News Release

Patent for new wood composites technology assigned to UMaine

Business Announcement

University of Maine

ORONO, Maine -- The University of Maine has received a patent for a new wood composites technology developed at the Advanced Engineered Wood Composites Center (AEWC) that promises to reduce the cost and increase the strength of building materials made with fiber-reinforced polymers (FRP). The U.S. Patent Office assigned the patent to UMaine on August 28.

The technology was developed by Habib Dagher and Steve Shaler, director and associate director respectively at AEWC, and by Beckry Abdel-Magid, AEWC engineer and a professor at Winona State University in Minnesota. Their invention allows common adhesives to be used to bond layers of wood with a FRP panel.

The technology is known as RESPI™, which stands for resin-starved pultruded-impregnated. RESPI™ technology provides a simple, inexpensive, commercially viable method for reinforcing structural wood products such as beams, I-joists or flat panels (plywood).

The inventors have performed pilot studies of RESPI™ over the past five years and have found that a panel reinforcement of 2% of a laminated beam by volume can increase the bending strength of the beam by over fifty percent. "The Center has been responsible for innovative bridge and pier construction using composite wood materials all over the state in over a dozen demonstration projects" says Dagher. "Two projects, a pier in Bar Harbor and a bridge in Medway, both utilize RESPI™ panels. We are very excited that this cost-efficient, effective technology developed in University of Maine laboratories has already benefited Maine’s communities."

In addition to increasing the strength, stiffness and ductility of wood composites, RESPI™ reinforced beams allow for longer spans, lower depths and lighter structures.
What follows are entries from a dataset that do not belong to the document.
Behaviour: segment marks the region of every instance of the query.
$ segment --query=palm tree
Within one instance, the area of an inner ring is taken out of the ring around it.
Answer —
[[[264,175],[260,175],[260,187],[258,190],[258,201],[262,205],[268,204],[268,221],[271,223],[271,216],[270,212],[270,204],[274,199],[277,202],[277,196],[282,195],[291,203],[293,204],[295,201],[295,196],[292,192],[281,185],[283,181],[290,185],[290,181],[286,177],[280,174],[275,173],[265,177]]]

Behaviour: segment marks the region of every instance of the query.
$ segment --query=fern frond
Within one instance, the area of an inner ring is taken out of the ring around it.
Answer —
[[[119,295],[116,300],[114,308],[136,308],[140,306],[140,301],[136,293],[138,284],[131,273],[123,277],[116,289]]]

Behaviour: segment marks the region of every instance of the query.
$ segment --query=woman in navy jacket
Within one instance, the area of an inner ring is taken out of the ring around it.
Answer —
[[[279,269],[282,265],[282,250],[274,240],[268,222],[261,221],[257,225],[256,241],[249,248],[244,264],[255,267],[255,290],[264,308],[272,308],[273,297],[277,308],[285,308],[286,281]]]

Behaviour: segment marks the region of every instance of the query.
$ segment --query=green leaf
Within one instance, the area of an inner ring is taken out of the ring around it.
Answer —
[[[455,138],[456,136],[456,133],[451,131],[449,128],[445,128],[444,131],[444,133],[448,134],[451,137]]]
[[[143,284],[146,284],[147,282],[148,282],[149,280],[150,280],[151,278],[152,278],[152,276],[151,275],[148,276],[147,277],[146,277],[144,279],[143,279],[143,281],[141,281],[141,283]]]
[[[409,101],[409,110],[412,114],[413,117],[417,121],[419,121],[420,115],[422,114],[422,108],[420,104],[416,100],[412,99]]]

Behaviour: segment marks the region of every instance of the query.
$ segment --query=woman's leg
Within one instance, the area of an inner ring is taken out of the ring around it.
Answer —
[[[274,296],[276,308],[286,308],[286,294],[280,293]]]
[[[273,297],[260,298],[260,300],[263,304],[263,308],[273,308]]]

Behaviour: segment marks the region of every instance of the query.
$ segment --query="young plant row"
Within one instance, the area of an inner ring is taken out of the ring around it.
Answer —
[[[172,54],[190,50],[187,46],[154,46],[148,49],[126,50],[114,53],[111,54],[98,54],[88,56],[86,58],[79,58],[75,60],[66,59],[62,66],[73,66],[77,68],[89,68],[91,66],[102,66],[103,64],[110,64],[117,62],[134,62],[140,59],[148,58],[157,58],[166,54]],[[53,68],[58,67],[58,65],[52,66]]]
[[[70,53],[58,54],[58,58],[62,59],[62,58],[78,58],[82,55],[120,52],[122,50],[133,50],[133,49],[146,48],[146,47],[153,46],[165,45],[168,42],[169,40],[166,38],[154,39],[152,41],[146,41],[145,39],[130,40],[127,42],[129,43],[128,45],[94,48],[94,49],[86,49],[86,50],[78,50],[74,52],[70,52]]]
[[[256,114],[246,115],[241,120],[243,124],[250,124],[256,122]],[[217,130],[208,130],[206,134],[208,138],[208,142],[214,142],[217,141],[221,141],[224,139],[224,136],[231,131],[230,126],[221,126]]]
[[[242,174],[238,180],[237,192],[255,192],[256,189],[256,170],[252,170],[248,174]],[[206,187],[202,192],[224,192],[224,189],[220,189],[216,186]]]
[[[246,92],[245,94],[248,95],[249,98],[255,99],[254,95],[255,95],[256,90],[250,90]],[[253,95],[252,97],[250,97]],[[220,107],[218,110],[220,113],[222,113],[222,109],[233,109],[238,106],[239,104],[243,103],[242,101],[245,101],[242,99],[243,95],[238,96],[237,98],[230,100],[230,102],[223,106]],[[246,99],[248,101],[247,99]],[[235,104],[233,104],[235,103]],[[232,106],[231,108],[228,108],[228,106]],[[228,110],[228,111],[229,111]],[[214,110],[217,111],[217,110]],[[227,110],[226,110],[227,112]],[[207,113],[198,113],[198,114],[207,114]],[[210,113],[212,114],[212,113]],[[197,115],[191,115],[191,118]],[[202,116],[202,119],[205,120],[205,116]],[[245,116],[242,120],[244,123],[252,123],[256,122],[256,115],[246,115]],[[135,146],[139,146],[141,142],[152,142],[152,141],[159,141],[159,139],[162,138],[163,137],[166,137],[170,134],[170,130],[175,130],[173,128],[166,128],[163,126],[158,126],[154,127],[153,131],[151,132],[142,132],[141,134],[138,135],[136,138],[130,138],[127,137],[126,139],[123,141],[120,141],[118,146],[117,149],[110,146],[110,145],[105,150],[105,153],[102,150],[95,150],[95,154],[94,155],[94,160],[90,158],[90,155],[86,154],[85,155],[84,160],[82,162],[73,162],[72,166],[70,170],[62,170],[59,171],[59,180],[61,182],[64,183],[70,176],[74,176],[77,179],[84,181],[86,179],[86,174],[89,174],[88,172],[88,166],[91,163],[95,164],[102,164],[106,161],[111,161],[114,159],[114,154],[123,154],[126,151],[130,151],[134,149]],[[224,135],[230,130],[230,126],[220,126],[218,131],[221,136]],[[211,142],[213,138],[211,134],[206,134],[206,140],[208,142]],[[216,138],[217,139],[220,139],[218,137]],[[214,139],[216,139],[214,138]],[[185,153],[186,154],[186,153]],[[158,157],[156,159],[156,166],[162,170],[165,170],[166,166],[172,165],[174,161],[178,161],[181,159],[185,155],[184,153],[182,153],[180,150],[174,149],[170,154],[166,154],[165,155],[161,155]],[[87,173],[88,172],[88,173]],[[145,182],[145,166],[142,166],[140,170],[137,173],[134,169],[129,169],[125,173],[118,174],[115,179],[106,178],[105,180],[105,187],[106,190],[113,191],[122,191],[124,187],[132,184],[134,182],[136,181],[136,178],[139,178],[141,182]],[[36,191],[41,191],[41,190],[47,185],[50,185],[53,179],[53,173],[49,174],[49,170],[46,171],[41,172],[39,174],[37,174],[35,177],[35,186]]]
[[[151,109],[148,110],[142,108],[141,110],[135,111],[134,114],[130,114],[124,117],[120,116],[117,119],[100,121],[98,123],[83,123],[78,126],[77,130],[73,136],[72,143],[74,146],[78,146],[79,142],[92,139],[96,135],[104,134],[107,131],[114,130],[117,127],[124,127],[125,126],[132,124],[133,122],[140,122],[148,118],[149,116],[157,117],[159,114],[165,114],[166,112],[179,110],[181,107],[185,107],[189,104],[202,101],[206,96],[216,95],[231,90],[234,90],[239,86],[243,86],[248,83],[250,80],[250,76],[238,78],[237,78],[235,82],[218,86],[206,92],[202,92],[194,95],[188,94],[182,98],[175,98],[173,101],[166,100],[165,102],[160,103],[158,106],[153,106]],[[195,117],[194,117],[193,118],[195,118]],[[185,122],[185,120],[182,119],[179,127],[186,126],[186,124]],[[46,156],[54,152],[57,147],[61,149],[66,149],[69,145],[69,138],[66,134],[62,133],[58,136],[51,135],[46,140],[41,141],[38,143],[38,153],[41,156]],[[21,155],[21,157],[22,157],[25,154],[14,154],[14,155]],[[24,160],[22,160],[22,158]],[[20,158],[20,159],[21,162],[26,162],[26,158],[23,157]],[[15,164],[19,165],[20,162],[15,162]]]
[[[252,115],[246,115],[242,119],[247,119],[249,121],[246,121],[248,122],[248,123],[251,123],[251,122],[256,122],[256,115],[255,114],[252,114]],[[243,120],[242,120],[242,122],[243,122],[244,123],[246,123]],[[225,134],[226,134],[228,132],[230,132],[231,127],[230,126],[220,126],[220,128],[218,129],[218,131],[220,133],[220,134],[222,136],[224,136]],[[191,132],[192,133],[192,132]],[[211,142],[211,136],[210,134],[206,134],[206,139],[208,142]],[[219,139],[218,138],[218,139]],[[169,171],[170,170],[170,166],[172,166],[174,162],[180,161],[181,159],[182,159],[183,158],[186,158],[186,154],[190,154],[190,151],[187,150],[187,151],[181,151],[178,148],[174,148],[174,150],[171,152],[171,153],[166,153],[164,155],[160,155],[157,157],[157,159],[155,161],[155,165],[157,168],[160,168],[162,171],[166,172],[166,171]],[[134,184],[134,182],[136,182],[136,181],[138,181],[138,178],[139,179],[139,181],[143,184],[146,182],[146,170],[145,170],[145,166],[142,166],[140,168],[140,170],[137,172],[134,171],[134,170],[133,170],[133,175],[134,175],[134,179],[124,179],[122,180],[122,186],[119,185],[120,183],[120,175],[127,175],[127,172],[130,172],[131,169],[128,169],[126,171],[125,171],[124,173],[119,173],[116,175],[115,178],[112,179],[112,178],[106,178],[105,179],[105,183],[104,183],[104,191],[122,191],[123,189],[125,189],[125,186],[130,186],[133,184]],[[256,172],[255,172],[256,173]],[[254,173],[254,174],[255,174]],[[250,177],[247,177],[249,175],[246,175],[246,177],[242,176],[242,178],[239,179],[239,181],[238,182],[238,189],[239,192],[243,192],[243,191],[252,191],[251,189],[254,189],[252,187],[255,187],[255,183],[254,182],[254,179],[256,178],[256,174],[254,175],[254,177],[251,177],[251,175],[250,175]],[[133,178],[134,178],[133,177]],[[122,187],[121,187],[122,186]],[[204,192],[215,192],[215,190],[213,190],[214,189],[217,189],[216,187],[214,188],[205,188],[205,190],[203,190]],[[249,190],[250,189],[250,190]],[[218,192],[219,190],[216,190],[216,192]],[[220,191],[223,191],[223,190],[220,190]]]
The AEWC was established by UMaine to develop the underlying science and engineering principles needed to produce low-cost, high-performance materials made of wood and non-wood components. These materials promise to be less expensive and more effective than concrete and steel, and they serve the state’s economy by adding value to low grade wood and wood by-products which have heretofore been underutilized, if not totally discarded.